In the following example, we notice the word "llama" inserts a llama but also two occurrences of the word llama in flames.
Recommendations
Here are some early recommendations that can be made from the previous observations:
Using video-specific prompt keywords
You may already know that if you don’t prompt a specific aspect of the image with Stable Diffusion, things like the color of clothes or the time of the day might become random, or be assigned a generic value such as a neutral mid-day light.
The same is true for video models: you will want to be specific about things. Examples include camera and character movement, their orientation, speed and direction. You can leave it unspecified for creative purposes (idea generation), but this might not always give you the results you want (e.g., entities animated in reverse).
Maintaining consistency between scenes
If you plan to create sequences of multiple videos, you will want to make sure you add as many details as possible in each prompt, otherwise you may lose important details from one sequence to another, such as the color.
💡 This will also improve the quality of the image since the prompt is used for the upscaling part with Zeroscope XL.
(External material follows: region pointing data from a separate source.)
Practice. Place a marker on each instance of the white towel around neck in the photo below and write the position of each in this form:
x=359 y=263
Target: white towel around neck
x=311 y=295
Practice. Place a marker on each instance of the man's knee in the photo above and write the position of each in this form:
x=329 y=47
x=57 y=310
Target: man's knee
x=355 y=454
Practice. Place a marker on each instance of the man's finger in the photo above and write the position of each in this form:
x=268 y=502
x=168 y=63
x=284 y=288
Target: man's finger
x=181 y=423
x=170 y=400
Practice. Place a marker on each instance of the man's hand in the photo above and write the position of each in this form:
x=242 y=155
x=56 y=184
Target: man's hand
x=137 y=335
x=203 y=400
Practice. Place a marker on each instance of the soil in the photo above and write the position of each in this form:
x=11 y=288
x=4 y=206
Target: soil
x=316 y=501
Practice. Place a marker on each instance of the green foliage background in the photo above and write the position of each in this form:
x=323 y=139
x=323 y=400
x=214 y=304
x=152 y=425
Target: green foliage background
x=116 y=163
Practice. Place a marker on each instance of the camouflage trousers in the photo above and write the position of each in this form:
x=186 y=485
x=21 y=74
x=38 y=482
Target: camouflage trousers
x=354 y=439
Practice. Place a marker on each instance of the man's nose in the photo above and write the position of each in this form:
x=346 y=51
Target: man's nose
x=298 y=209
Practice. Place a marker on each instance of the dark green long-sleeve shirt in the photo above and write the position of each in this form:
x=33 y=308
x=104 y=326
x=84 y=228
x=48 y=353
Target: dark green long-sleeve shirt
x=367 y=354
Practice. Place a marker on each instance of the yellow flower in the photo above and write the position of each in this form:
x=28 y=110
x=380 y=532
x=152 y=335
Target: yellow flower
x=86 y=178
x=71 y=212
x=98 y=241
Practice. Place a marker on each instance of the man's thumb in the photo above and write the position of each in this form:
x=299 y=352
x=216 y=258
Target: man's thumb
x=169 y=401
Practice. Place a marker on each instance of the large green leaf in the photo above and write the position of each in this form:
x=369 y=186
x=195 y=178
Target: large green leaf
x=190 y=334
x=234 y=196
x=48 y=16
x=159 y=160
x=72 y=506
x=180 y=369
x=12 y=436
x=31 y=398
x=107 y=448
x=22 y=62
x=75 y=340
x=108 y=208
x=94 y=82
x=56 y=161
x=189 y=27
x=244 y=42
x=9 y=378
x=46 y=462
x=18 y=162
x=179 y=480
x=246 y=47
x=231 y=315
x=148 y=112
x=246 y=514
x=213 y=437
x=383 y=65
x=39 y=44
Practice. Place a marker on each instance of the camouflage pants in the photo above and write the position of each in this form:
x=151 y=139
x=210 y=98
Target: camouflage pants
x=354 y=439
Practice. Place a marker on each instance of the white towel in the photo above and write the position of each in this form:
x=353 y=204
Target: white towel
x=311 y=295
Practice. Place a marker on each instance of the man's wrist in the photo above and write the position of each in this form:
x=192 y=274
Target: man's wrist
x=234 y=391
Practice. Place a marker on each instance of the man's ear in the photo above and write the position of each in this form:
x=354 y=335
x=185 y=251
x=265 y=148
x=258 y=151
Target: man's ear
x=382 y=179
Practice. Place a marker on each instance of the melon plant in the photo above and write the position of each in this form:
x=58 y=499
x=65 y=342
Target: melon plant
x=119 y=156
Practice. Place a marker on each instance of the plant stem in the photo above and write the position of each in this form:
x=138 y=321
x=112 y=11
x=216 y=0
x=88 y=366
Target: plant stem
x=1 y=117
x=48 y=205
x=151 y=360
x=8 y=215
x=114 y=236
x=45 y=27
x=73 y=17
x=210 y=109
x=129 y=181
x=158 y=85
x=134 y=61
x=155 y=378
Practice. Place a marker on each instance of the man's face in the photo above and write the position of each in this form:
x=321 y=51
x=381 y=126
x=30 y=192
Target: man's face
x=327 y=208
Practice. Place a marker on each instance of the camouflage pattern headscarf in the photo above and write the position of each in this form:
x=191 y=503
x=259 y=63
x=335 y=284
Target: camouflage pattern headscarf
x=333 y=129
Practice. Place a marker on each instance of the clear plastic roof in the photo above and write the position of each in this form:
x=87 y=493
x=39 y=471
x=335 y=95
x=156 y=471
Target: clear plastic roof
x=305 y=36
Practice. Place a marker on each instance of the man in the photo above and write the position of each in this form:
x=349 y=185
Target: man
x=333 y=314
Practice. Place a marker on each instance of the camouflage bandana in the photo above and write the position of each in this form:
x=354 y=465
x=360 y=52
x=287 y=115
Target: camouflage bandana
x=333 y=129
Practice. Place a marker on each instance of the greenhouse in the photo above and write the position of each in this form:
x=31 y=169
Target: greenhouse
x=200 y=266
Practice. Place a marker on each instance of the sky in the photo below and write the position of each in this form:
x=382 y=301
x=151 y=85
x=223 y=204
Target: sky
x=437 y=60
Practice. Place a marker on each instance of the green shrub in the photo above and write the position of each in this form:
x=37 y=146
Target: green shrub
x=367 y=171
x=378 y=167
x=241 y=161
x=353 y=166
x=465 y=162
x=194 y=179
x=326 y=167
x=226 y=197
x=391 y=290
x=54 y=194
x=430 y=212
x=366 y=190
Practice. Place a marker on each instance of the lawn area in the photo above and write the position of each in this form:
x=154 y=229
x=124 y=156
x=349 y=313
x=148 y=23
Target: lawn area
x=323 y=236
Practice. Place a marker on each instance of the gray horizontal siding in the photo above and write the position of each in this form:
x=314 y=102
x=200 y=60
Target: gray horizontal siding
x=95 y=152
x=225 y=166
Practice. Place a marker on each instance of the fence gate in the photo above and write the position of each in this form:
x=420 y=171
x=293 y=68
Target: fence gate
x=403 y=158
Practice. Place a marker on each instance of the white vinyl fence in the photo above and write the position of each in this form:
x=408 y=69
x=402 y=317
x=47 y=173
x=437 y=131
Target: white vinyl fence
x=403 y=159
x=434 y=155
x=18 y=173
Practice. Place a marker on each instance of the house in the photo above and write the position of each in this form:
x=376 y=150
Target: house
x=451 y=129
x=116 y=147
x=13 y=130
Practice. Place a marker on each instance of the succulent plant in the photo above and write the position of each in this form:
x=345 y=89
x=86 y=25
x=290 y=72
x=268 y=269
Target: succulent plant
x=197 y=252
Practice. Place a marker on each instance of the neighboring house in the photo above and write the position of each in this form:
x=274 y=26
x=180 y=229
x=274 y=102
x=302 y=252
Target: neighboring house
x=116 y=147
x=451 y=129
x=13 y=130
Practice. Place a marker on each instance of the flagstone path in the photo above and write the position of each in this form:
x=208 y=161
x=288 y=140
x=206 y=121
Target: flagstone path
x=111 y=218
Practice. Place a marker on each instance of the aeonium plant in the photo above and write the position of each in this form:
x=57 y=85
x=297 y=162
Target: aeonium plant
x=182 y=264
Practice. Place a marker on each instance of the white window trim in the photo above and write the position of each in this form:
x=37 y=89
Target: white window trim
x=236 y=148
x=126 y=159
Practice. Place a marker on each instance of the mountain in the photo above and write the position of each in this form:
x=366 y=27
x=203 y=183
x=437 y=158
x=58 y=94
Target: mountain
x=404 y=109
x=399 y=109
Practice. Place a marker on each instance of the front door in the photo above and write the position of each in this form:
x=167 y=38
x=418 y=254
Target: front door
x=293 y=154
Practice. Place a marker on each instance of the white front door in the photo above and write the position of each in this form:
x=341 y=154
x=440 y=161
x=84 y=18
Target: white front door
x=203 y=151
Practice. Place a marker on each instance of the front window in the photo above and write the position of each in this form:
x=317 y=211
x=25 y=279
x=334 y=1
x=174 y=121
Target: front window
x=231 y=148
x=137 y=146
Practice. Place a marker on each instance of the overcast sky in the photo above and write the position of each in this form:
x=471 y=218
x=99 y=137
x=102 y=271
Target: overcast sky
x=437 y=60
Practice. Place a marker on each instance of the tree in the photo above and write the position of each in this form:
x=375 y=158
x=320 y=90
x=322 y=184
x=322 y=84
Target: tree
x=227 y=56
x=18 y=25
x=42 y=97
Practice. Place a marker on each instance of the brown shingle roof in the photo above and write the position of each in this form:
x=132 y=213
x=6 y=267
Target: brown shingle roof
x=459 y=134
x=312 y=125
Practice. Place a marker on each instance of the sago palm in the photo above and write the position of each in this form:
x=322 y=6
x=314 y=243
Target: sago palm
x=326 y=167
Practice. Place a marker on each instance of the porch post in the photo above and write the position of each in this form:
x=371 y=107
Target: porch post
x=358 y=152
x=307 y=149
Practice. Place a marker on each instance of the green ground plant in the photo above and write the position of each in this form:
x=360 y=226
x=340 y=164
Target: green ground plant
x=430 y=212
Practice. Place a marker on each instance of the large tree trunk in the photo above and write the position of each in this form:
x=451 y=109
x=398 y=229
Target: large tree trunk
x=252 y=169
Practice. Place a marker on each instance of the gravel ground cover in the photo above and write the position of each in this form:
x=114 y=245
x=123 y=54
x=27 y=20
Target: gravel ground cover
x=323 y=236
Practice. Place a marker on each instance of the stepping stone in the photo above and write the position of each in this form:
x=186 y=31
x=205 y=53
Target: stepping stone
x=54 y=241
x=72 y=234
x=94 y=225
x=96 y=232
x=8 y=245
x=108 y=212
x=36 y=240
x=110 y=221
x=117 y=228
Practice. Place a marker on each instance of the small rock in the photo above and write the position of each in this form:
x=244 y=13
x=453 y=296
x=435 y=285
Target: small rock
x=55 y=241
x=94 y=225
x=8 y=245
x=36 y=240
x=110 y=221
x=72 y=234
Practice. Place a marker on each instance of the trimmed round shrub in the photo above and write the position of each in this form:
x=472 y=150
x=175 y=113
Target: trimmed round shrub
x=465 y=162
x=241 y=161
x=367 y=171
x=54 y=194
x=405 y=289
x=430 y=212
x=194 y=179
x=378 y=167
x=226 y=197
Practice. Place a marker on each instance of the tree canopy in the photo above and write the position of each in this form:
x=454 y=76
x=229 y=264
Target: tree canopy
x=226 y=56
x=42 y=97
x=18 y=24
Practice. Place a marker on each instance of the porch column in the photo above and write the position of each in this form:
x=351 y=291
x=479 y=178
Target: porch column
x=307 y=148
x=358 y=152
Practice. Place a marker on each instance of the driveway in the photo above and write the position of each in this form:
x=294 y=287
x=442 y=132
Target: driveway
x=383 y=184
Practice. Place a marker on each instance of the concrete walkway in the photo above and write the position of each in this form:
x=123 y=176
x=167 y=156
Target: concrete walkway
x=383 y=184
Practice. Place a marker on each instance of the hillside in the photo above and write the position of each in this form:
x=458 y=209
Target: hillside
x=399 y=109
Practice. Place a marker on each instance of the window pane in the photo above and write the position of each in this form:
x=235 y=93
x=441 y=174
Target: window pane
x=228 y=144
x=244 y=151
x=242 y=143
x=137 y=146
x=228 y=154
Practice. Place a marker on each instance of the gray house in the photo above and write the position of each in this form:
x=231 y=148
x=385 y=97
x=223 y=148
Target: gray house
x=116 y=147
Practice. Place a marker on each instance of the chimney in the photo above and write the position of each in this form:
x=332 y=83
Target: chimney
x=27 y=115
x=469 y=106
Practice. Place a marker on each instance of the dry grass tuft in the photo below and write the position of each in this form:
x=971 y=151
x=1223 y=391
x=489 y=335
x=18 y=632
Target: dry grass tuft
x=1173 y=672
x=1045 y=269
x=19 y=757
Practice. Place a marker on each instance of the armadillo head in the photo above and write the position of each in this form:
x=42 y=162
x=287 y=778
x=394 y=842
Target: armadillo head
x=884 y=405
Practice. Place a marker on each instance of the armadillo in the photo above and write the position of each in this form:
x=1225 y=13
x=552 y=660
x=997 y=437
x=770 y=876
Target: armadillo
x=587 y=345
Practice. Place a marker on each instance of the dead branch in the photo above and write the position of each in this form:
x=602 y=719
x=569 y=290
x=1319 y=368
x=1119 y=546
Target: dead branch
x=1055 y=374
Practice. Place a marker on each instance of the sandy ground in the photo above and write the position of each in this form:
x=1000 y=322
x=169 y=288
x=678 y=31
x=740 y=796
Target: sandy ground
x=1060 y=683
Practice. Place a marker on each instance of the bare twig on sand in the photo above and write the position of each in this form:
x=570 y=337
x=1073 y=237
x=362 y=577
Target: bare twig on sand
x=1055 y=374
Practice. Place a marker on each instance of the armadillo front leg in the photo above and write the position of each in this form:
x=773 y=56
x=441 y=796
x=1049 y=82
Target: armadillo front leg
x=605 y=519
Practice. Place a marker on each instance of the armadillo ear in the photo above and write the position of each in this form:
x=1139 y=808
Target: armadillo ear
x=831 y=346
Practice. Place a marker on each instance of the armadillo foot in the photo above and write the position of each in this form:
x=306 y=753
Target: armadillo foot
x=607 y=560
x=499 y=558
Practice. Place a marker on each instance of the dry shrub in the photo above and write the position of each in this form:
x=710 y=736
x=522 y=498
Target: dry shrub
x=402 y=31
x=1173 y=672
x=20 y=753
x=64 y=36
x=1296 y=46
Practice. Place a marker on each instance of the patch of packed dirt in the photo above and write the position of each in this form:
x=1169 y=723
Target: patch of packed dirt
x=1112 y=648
Leverage frame interpolation
Frame interpolation is a powerful tool which can repair small rendering errors and turn many defects into features, especially in scenes with a lot of animation, or where a cartoon effect is acceptable. The FILM algorithm will smoothen out elements of a frame with previous and following events in the video clip.
This works great to displace the background when the camera is panning or rotating, and will also give you creative freedom, such as control over the number of frames after the generation, to make slow-motion effects.
Future work
We hope you enjoyed watching the AI WebTV stream and that it will inspire you to build more in this space.
As this was a first trial, a lot of things were not the focus of the tech demo: generating longer and more varied sequences, adding audio (sound effects, dialogue), generating and orchestrating complex scenarios, or letting a language model agent have more control over the pipeline.
Some of these ideas may make their way into future updates to the AI WebTV, but we also can’t wait to see what the community of researchers, engineers and builders will come up with!